A perfect example of these strained parallels is still to come in the Letter, in an aside contained in its final chapter.
Do not veer off after fancy and unusual teachings—since it is well, you know, for the heart to be steadied by God’s favor, not by food codes that did no good for those observing them in the past. We have an altar where officiators at the Shrine are not allowed to eat. The animals, whose blood is brought into the sanctuary by the high priest for sin-offerings, have their carcasses burnt outside the camp—just as Jesus, in order to sanctify the people with his own blood, suffered outside the city gate. Let us go to him outside the camp, to share his humiliation, since we have no lasting city here but are on a quest for that to come. (13.9–13)

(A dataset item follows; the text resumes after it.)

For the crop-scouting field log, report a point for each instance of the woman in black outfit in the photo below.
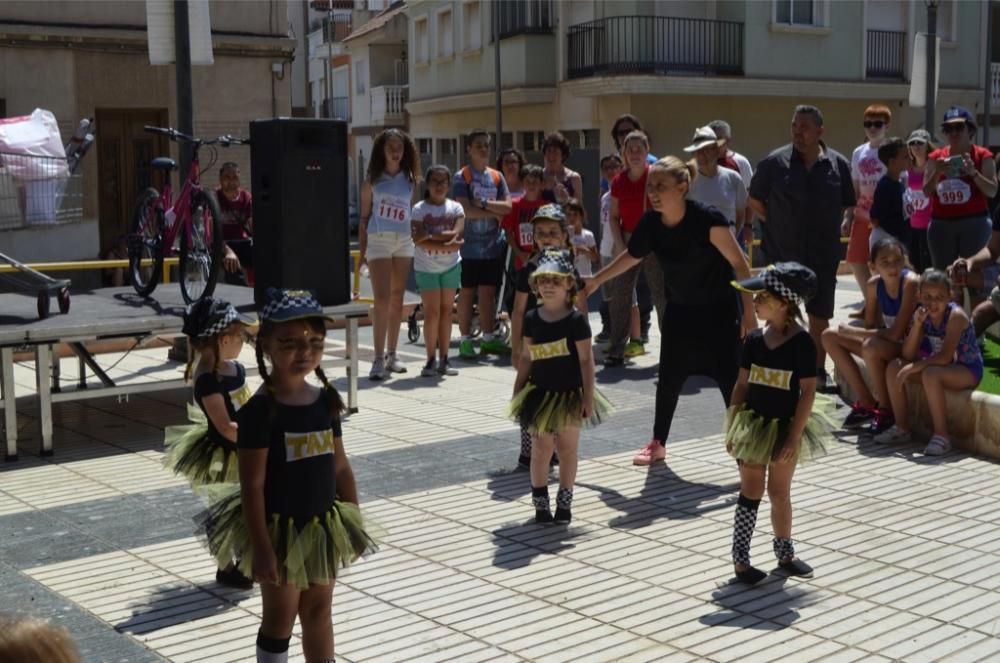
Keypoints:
(702, 323)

There is a dizzying sequence in that passage, made up of connections that hurry by (Thomas Aquinas called them “quite finespun,” valde subtilis). Consider the flow of the argument:
(a) It is a novelty to revert to Jewish eating codes, but
(b) we have an eating code to which others have no access, since
(c) Jesus was not sacrificed inside the sanctuary; rather,
(d) he was killed outside the city, and
(e) we should stay outside the earthly city, looking toward a heavenly one.
Take these slippery steps one at a time:
(a) Against “Novelty”
In a bit of rhetorical one-upmanship, the Letter says that reverting to Jewish legalism is, in the context of the Pact Jesus initiated, following ideas that are “fancy” (poikilai) and “unusual” (xenai). As opposed to such giddy itchings, the heart should stay steady (kardia bebaia) with God’s help, not by legalisms that failed in the past. It is ironic that the “new” teaching is shown to be a “past” failure.
(b) Proper “Eating”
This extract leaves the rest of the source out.